Puncak dari dinamika-negatif Gereja Katolik Roma terjadi pada abad ke-16, ketika Martin Luther dari Inggris, pada tahun 1517, mengeluarkan 95 dalil Luther, yang intinya mengkritisi dan menelanjangi Gereja Katolik Roma sebagai lembaga yang telah menyimpang dari Alkitab karena pengaruh dunia. 95 dalil Luther itu kemudian menjadi embrio dari pergerakan ‘Protes’ gereja di Eropa berikutnya, yang akhirnya melahirkan sebuah lembaga gereja Kristen baru: Gereja Protestan!
Demikianlah, bahwa dalam sejarahnya, gereja Kristen telah mengalami dinamika yang negatif dalam berbagai konteks dan ukuran—dinamika internal, dan dinamika eksternal. Dinamika-negatif yang kemudian menjadi konflik intelektual berkepanjangan tentu saja dinamika gereja dengan kaum cendekia rasional yang selalu saling tarik menarik. Akhirnya, ujung dari dinamika-negatif ini, bangsa Eropa mengalami titik kebingungan orientasi, yang akhirnya melahirkan seorang Friedrich Nietzsche, dan kemudian Nietzsche-Nietzsche yang lain berikutnya.
SPIRITUALITAS: SEBUAH KEBUTUHAN
Dalam ungkapan yang satir, manusia adalah binatang yang berpikir. Karena itulah, manusia bukanlah binatang yang mampu hidup hanya demi tujuan dasar binatang: makan, istirahat & seks. Ada satu kebutuhan manusia yang membedakannya dengan binatang lain, yaitu berpikir! Dan puncak dari kebutuhan manusia itu adalah pertanyaan paling akhir seputar ‘apakah hidup ini’; ’siapakah kita’; ‘untuk apa hidup ini’ dan lain sebagainya.
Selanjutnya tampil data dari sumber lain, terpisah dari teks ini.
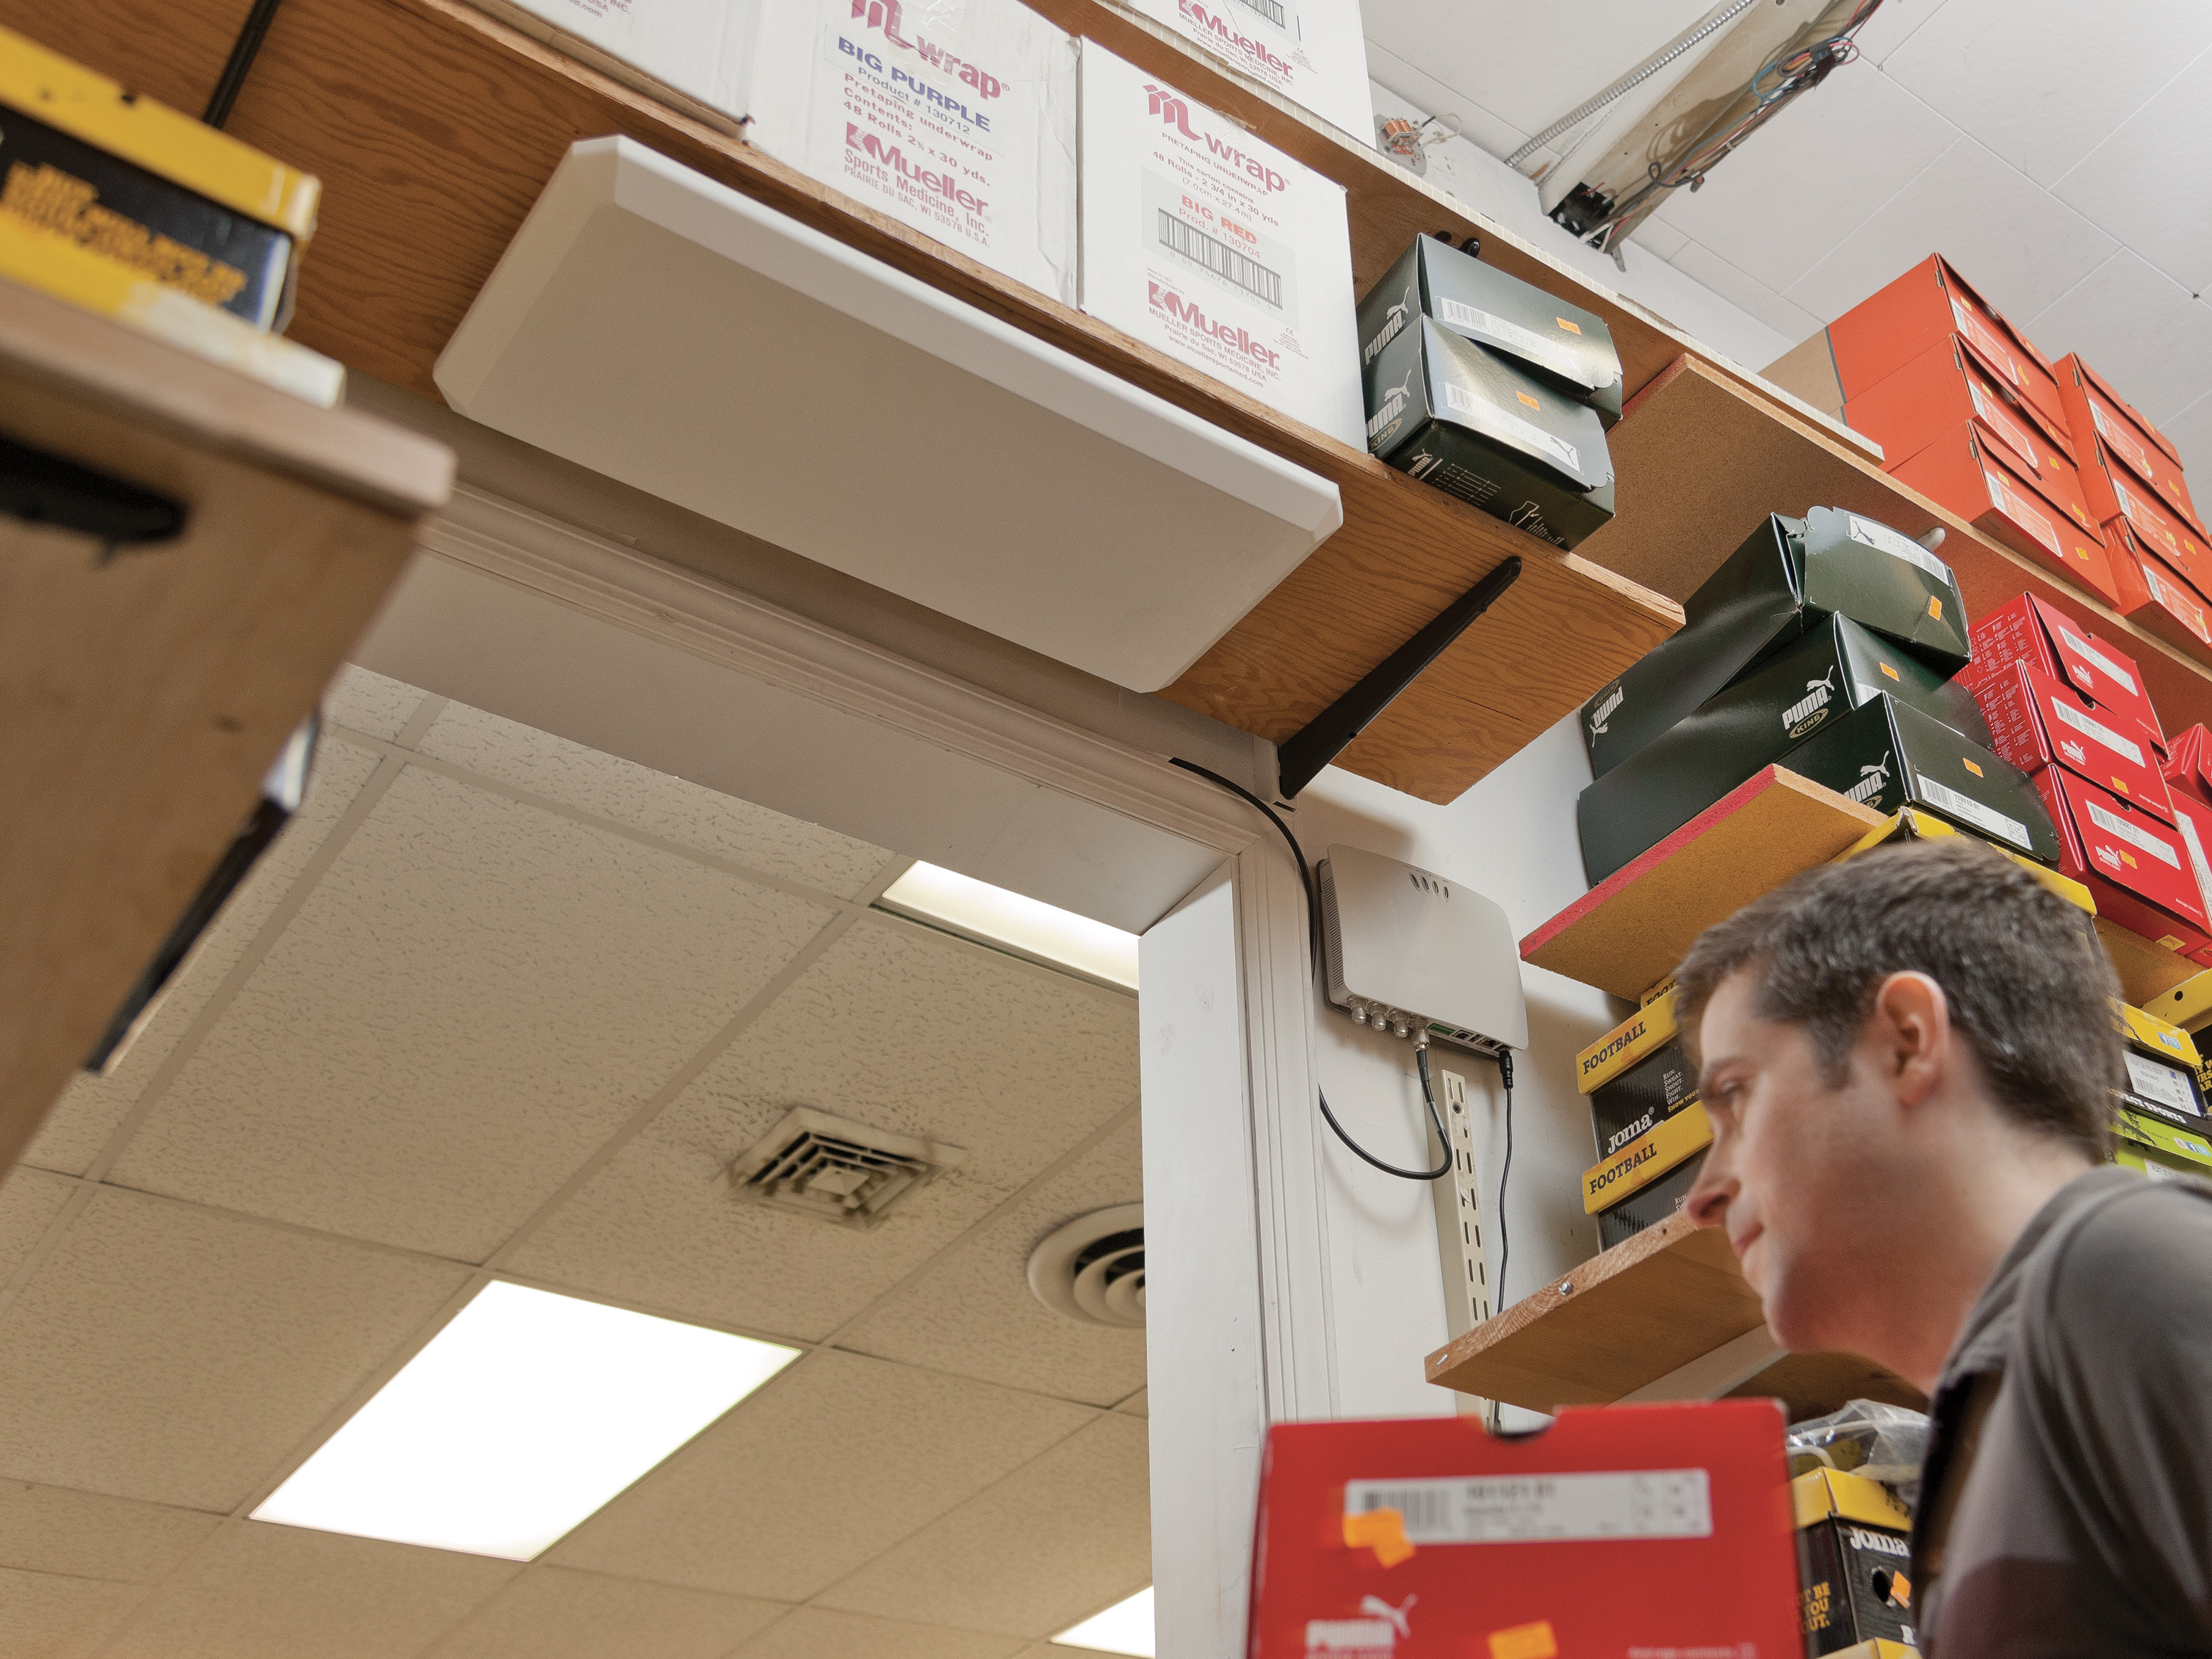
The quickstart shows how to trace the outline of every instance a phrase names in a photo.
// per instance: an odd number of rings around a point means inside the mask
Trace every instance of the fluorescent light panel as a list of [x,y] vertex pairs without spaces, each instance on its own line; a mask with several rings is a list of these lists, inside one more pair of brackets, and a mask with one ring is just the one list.
[[1134,933],[1010,893],[973,876],[917,864],[884,890],[881,902],[1023,956],[1056,962],[1110,985],[1137,988]]
[[798,1357],[495,1280],[253,1519],[528,1561]]
[[1152,1659],[1152,1587],[1146,1585],[1127,1601],[1116,1601],[1052,1639],[1065,1648],[1094,1648],[1101,1653],[1126,1653],[1131,1659]]

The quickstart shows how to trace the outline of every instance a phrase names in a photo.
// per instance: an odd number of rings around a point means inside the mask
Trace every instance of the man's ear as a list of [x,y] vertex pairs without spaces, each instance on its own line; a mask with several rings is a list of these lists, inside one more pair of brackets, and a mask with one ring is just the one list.
[[1899,1100],[1917,1106],[1950,1061],[1950,1000],[1926,974],[1892,974],[1875,993],[1868,1036]]

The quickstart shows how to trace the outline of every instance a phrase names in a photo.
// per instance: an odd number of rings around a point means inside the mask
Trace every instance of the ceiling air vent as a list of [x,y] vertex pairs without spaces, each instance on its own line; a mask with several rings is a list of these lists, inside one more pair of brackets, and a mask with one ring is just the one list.
[[730,1190],[751,1204],[857,1227],[967,1161],[961,1147],[872,1129],[849,1118],[794,1107],[729,1168]]
[[1030,1289],[1054,1313],[1091,1325],[1145,1322],[1145,1206],[1078,1216],[1030,1252]]

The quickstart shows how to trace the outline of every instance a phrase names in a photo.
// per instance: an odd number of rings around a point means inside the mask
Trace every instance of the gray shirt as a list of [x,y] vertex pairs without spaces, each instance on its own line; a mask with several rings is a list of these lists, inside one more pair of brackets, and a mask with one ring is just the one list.
[[1931,1656],[2212,1653],[2212,1187],[2068,1183],[1983,1289],[1931,1414]]

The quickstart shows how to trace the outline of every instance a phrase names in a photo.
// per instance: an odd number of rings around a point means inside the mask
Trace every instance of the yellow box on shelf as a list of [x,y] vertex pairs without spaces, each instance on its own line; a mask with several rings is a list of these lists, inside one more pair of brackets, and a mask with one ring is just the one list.
[[1812,1469],[1790,1483],[1790,1507],[1800,1527],[1836,1516],[1864,1527],[1912,1530],[1912,1511],[1879,1480],[1847,1469]]
[[1702,1104],[1685,1106],[1649,1133],[1638,1135],[1601,1163],[1583,1171],[1583,1213],[1595,1215],[1665,1175],[1713,1144],[1713,1122]]
[[2128,1040],[2148,1052],[2179,1060],[2192,1072],[2203,1064],[2197,1052],[2196,1039],[2179,1025],[2169,1025],[2156,1014],[2147,1014],[2124,1002],[2120,1004],[2120,1020]]
[[1575,1086],[1595,1094],[1646,1054],[1673,1042],[1674,993],[1669,987],[1575,1056]]
[[[1908,806],[1901,811],[1891,813],[1882,823],[1868,830],[1850,847],[1836,854],[1835,861],[1841,864],[1846,859],[1855,859],[1862,853],[1871,853],[1877,847],[1887,847],[1892,842],[1935,841],[1945,836],[1964,834],[1966,831],[1960,830],[1956,824],[1947,823],[1932,812],[1923,812],[1917,807]],[[1979,840],[1980,837],[1975,836],[1972,839]],[[1996,850],[2004,854],[2014,864],[2020,866],[2021,869],[2027,871],[2028,874],[2033,876],[2076,909],[2086,910],[2093,916],[2097,914],[2097,901],[2090,896],[2089,890],[2080,882],[2070,877],[2062,876],[2056,870],[2047,870],[2033,859],[2023,858],[2018,853],[2008,851],[2002,847],[1997,848]]]
[[2182,981],[2145,1012],[2192,1035],[2212,1025],[2212,968]]

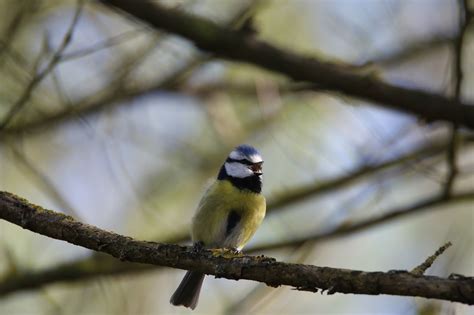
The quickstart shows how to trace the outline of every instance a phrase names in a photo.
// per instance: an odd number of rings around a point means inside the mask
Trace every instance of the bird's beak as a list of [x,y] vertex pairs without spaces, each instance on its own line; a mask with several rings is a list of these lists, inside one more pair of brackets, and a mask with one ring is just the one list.
[[249,168],[252,170],[252,172],[253,172],[255,175],[262,175],[262,174],[263,174],[263,172],[262,172],[262,164],[263,164],[263,162],[255,163],[255,164],[250,165]]

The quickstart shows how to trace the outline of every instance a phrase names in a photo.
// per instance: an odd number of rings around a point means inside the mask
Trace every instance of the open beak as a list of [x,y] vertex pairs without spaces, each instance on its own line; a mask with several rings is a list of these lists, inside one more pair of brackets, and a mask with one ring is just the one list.
[[262,175],[263,174],[262,164],[263,164],[263,162],[255,163],[255,164],[250,165],[249,168],[252,170],[252,172],[255,175]]

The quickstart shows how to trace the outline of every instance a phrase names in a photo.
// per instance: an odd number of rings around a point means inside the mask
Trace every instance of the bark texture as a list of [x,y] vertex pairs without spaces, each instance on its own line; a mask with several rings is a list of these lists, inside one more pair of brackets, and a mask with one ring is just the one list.
[[263,256],[226,258],[211,251],[132,239],[46,210],[0,192],[0,218],[33,232],[100,251],[123,261],[193,270],[227,279],[328,293],[419,296],[474,304],[474,279],[439,278],[407,271],[365,272],[278,262]]

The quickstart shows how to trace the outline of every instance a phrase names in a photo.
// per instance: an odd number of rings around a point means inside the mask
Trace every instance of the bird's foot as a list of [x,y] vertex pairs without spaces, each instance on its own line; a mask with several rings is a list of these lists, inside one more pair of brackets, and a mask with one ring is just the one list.
[[242,252],[237,248],[213,248],[210,251],[214,257],[237,258],[243,256]]

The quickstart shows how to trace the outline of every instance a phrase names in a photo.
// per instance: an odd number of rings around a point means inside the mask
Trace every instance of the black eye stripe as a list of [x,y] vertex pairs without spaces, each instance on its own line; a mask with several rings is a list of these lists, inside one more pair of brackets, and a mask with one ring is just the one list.
[[245,165],[254,165],[254,164],[263,163],[263,161],[262,161],[262,162],[254,163],[254,162],[250,162],[249,160],[246,160],[246,159],[244,159],[244,160],[236,160],[236,159],[233,159],[233,158],[230,158],[230,157],[228,157],[225,161],[226,161],[226,162],[230,162],[230,163],[233,163],[233,162],[235,162],[235,163],[241,163],[241,164],[245,164]]

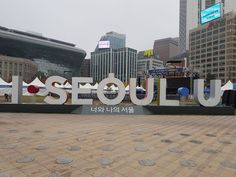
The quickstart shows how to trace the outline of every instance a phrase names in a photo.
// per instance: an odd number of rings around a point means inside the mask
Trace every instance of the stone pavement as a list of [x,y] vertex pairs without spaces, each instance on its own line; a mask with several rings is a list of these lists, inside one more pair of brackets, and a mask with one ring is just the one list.
[[234,177],[236,117],[0,114],[0,177]]

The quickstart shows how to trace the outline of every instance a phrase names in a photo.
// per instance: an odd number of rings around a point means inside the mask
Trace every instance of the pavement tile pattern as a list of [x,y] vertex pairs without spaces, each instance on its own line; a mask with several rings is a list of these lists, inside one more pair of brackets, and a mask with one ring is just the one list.
[[236,177],[236,117],[0,114],[0,177]]

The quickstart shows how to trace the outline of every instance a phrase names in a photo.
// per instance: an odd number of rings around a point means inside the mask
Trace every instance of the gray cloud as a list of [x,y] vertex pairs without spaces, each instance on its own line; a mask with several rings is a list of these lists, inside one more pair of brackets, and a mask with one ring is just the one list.
[[126,34],[127,46],[152,48],[178,36],[179,0],[0,0],[0,25],[35,31],[90,53],[108,31]]

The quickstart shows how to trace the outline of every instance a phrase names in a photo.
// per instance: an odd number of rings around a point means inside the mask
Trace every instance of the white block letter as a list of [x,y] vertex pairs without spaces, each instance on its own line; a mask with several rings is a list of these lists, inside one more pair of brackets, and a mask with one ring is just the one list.
[[79,83],[93,83],[91,77],[73,77],[72,78],[72,104],[74,105],[92,105],[92,99],[78,99],[78,94],[91,94],[91,89],[79,88]]
[[179,106],[178,100],[167,100],[166,99],[166,79],[160,79],[160,106]]
[[[112,100],[108,99],[103,93],[104,87],[109,83],[113,83],[113,84],[117,85],[117,87],[119,88],[119,92],[118,92],[117,97],[115,99],[112,99]],[[118,105],[122,102],[122,100],[125,97],[125,86],[119,79],[114,77],[113,73],[110,73],[107,79],[104,79],[99,83],[98,90],[97,90],[97,95],[98,95],[98,99],[103,104]]]
[[148,78],[146,81],[146,96],[144,99],[138,99],[136,96],[136,79],[131,78],[130,79],[130,99],[133,104],[139,105],[139,106],[146,106],[149,105],[154,96],[154,79],[153,78]]
[[12,77],[12,103],[21,104],[22,103],[22,77],[13,76]]
[[48,93],[54,93],[59,96],[59,98],[54,98],[52,96],[47,96],[44,101],[47,104],[64,104],[67,101],[67,92],[61,88],[56,88],[54,86],[55,83],[65,84],[66,79],[60,76],[51,76],[46,80],[45,86]]
[[194,99],[205,107],[215,107],[221,100],[221,80],[211,80],[210,97],[204,98],[204,79],[194,80]]

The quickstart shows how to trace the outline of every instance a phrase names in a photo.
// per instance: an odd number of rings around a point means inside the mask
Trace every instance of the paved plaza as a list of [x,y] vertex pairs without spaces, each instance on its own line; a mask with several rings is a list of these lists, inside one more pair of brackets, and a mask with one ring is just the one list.
[[0,177],[234,177],[234,116],[0,114]]

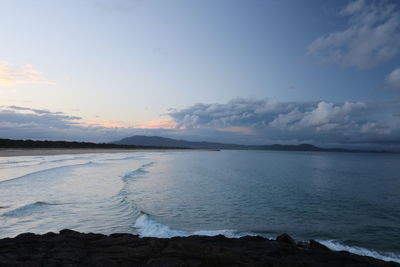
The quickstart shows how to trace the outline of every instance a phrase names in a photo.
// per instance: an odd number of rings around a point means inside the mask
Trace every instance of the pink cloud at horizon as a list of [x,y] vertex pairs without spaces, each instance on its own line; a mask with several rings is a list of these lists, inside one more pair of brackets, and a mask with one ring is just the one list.
[[138,125],[135,128],[139,129],[175,129],[177,123],[172,120],[152,120],[144,124]]

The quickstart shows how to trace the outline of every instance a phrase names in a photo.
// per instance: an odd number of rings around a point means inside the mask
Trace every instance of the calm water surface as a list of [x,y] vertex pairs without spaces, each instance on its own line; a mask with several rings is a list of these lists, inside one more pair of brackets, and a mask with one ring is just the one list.
[[0,158],[0,237],[283,232],[400,262],[400,155],[184,151]]

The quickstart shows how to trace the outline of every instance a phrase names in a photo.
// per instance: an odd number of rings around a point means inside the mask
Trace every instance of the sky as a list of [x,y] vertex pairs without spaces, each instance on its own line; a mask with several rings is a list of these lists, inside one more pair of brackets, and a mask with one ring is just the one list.
[[400,1],[0,0],[0,138],[400,150]]

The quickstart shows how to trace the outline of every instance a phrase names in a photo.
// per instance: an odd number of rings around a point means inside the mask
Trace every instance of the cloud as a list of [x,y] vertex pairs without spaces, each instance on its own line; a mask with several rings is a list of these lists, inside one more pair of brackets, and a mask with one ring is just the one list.
[[280,129],[301,129],[316,127],[316,130],[332,130],[337,126],[351,123],[350,115],[354,110],[365,108],[366,104],[345,102],[343,104],[319,102],[317,106],[307,112],[294,109],[287,114],[279,114],[270,126]]
[[235,98],[171,109],[137,127],[86,122],[44,109],[0,106],[0,138],[110,142],[132,135],[240,144],[301,144],[400,151],[399,100],[277,102]]
[[[155,126],[155,124],[151,124]],[[132,128],[120,121],[86,121],[46,109],[0,106],[0,138],[111,142],[134,134],[174,136],[170,129]]]
[[356,0],[350,2],[343,10],[342,14],[354,14],[365,7],[365,0]]
[[347,27],[313,41],[308,53],[323,62],[370,68],[400,54],[400,11],[395,2],[351,1],[340,12]]
[[98,121],[81,121],[79,122],[82,126],[95,126],[95,127],[106,127],[106,128],[128,128],[122,121],[109,121],[109,120],[98,120]]
[[55,85],[54,82],[41,76],[31,64],[14,66],[0,62],[0,86],[14,86],[18,84],[46,84]]
[[[380,146],[397,140],[398,102],[276,102],[236,98],[226,104],[198,103],[171,110],[177,128],[249,135],[247,143],[313,143]],[[218,135],[219,136],[219,135]]]
[[249,127],[240,127],[240,126],[230,126],[225,128],[217,128],[217,131],[222,132],[230,132],[230,133],[238,133],[238,134],[246,134],[252,135],[254,134],[253,130]]
[[400,68],[393,70],[386,76],[385,81],[390,88],[400,90]]
[[17,106],[0,106],[0,121],[41,125],[45,128],[70,128],[81,120],[80,117],[69,116],[62,112],[51,112],[42,109],[31,109]]
[[136,126],[139,129],[175,129],[176,123],[171,120],[153,120]]
[[168,115],[177,123],[177,128],[225,128],[254,126],[274,112],[288,108],[274,101],[236,98],[227,104],[198,103],[182,110],[171,109]]

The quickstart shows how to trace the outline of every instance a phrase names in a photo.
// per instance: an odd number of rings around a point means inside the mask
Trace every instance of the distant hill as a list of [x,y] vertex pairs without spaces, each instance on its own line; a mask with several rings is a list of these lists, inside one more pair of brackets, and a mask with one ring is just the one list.
[[176,140],[160,136],[135,135],[113,142],[118,145],[142,145],[142,146],[165,146],[165,147],[187,147],[196,149],[245,149],[245,146],[235,144],[222,144],[211,142],[191,142]]
[[160,136],[135,135],[112,143],[37,141],[1,139],[1,148],[119,148],[119,149],[237,149],[237,150],[274,150],[274,151],[315,151],[315,152],[371,152],[390,153],[387,151],[360,151],[341,148],[320,148],[310,144],[301,145],[238,145],[214,142],[191,142]]
[[320,148],[310,144],[301,145],[238,145],[213,142],[191,142],[176,140],[160,136],[135,135],[113,142],[118,145],[135,146],[163,146],[163,147],[186,147],[194,149],[241,149],[241,150],[274,150],[274,151],[316,151],[316,152],[385,152],[385,151],[357,151],[341,148]]

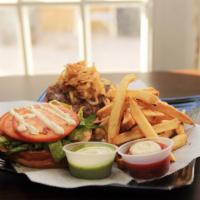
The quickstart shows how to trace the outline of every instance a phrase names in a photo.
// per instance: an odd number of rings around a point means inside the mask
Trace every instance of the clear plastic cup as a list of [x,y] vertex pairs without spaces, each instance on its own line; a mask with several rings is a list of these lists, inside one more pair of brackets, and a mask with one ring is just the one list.
[[[130,147],[137,142],[154,141],[163,146],[161,150],[145,154],[129,154]],[[151,179],[163,176],[170,166],[170,154],[173,141],[169,138],[144,138],[121,145],[118,154],[122,157],[125,168],[134,178]]]
[[117,146],[104,142],[76,142],[63,147],[70,173],[83,179],[108,177],[117,149]]

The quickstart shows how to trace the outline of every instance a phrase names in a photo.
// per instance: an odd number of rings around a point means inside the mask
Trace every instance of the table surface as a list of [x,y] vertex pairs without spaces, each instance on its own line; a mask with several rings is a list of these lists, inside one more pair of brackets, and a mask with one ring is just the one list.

Dari pertanyaan-pertanyaan kontempelatif itulah kemudian lahir ‘kesadaran-kesadaran’ konklusif, bahwa manusia adalah sebuah keberadaan yang kemungkinan besar ada karena diciptakan oleh Kekuatan Tinggi. Dari sinilah kiranya sangat dapat diterima, bahwa spiritualisme—yaitu segala hal yang berhubungan dengan ‘pertanyaan-pertanyaan tak terjawab’—lahir sebagai kebutuhan manusia yang sifatnya urgen, dan dalam konteks tertentu, menjadi bersifat primer.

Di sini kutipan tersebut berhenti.